Black wine makers fight for their vines

2014-04-06 14:00

Farmers have to sell their wines overseas because the local market is still dominated by SA giants

Black wine farmers are finding the local industry to be a hard nut to crack.

Just more than a handful of black wine farmers are primary producers compared with 630 white primary producers, according to Matome Mbatha, the new chairperson of the Wine and Spirit Board and market manager for Africa and the Americas for Wines of SA (Wosa).

To be a primary producer, you have to own 100% of the land and production. Currently, the majority of black wine makers in South Africa are in the market as a result of empowerment projects.

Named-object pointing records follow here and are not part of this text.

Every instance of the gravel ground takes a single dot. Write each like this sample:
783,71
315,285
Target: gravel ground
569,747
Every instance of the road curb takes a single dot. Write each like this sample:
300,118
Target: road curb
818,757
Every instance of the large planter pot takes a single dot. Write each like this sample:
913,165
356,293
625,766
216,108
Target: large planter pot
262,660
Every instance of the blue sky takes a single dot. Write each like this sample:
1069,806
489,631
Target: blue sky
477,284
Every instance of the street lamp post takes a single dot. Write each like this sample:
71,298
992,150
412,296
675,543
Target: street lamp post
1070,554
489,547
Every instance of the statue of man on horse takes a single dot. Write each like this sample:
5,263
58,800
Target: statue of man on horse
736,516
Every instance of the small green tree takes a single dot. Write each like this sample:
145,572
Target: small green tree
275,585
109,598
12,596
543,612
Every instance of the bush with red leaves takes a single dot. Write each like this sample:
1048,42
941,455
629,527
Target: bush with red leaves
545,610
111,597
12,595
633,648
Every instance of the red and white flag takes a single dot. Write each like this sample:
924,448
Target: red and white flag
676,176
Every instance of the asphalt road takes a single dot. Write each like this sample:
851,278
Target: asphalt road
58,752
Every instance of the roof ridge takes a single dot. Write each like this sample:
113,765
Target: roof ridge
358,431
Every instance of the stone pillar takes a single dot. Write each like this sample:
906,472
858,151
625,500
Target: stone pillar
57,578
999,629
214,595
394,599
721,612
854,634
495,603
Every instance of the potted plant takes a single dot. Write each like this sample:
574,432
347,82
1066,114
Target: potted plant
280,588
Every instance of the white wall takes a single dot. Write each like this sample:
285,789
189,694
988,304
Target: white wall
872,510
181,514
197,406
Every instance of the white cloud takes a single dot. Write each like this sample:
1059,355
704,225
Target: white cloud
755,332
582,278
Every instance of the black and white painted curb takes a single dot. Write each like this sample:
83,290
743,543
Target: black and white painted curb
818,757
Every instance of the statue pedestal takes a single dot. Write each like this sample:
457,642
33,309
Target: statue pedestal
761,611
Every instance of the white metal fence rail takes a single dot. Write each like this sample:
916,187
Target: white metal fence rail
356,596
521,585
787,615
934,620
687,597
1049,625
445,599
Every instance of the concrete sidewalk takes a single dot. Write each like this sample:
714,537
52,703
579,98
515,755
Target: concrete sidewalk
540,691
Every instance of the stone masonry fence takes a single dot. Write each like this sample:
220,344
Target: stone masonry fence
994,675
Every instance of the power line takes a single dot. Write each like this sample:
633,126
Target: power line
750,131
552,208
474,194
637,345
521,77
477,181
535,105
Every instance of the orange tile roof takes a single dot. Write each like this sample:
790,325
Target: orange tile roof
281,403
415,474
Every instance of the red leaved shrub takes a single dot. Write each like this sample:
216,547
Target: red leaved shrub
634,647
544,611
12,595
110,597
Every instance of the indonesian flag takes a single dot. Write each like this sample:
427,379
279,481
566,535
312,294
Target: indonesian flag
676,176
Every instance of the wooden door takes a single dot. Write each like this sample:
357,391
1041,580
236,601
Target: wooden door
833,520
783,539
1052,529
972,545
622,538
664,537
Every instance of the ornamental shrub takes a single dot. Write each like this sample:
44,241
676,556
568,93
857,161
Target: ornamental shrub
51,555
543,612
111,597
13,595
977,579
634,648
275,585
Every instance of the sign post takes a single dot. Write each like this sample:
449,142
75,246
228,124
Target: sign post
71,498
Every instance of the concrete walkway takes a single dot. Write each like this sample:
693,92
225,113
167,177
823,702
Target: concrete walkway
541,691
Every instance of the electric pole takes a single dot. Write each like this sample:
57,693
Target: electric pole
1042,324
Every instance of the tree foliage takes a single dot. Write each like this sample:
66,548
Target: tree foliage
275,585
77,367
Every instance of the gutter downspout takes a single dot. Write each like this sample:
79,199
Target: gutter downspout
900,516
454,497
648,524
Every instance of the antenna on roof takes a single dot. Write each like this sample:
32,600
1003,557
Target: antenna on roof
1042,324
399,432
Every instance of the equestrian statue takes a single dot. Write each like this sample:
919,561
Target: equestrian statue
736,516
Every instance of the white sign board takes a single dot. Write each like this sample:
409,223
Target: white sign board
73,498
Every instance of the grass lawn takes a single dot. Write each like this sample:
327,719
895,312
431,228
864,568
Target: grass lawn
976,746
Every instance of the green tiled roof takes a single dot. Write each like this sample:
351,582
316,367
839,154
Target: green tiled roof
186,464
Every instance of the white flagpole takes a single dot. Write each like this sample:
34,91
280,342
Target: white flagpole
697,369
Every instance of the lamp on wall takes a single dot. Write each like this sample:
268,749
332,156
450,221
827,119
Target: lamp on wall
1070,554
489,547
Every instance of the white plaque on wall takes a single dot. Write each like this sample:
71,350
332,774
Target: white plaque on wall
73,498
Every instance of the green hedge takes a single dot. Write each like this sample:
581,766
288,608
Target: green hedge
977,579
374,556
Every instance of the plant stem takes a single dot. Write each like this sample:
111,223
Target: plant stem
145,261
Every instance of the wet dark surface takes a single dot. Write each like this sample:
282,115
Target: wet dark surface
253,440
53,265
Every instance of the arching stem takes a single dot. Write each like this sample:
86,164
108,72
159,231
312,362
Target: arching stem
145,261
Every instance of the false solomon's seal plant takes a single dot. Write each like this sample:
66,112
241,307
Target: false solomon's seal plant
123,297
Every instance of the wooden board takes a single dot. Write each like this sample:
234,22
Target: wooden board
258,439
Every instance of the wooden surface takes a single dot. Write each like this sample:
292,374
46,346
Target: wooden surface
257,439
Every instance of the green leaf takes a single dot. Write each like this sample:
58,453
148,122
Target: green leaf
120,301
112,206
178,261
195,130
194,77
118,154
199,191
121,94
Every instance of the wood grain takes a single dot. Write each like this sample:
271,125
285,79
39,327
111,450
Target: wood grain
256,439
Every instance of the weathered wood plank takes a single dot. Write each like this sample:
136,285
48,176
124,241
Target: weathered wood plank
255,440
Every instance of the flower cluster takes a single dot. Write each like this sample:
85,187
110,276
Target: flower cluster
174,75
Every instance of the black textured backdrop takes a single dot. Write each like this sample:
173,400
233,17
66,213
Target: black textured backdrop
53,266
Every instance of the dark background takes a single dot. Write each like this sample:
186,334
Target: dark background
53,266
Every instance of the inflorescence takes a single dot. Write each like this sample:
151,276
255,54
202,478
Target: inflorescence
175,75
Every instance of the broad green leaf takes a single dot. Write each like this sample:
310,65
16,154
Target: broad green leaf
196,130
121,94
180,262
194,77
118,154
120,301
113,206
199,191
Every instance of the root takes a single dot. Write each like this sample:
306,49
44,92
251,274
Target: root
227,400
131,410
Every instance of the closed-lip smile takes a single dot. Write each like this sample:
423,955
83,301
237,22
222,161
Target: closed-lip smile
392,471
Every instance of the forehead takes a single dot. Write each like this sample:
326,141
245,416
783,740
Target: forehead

“The wine industry is a capital-intensive sector and the dynamics of the industry make it difficult for new entrants to enter the market,” says Mbatha.

But he adds the black middle class is keen to explore the wine industry and is starting to look at wine as a lifestyle product rather than simply an alcoholic beverage.

“The black middle class is learning to appreciate the social and health benefits of wine. People travel and become exposed to international markets. And we have seen more South Africans becoming interested in wine farming,” he says.

Eleven years ago, Malmsey and Diale Rangaka left their careers and moved to Stellenbosch to become the first black owners of a wine farm in South Africa.

They took a loan from the Land Bank, bought a wine farm and started the M’hudi brand.

The brand has gained a modest international presence through major retailers, airlines and entertainment companies, and is carried in 42 US states as well as by a major grocery store in the UK.

According to Malmsey, M’hudi makes the bulk of its sales on the international market because the local market is still dominated by Distell, KWV and Douglas Green Bellingham.

She adds new wine producers have to compete for consumers’ attention against brands that have been around for generations. “Our strategy was that we would sell 70% of our wine locally and export 30%, but it didn’t work out like that.

The local market was more difficult than the export market. We ended up exporting about 90% of our products.

“Only now are we able to develop a local market.

We are at about 80% exports, 20% local. We are still exporting mainly to the UK, Germany and Switzerland, and recently to the US and Nigeria,” she says.

Despite the growing awareness of the M’hudi brand and other black-owned brands such as Seven Sisters, Thandi and Stellenrust, black wine farmers have yet to see consistent profits. This is partly due to the effects of low volumes, the volatile rand, import duties, international trade barriers and labour costs.

“Increasing labour costs concern us because at the end of the day, it is not sustainable. When you don’t make enough money and you see labour costs increasing, it hits your pocket and you sit with a cash-flow problem,” says Malmsey.

A recent PwC study found the South African wine industry was influenced by volatile exchange rates, increased global supply and labour legislation.

Volatile exchange rates make it difficult for wine producers to plan their long-term strategy and the unstable rand has a negative effect on pricing.

Mbatha says the weaker rand has made South African wines more favourable abroad, but that the instability of the exchange rate makes it difficult for exporters to benefit from the weaker rand.

He adds although wine farmers will always export to the traditional European and UK markets, Wosa will focus on taking its clients’ brands to the US, Asia and the rest of Africa.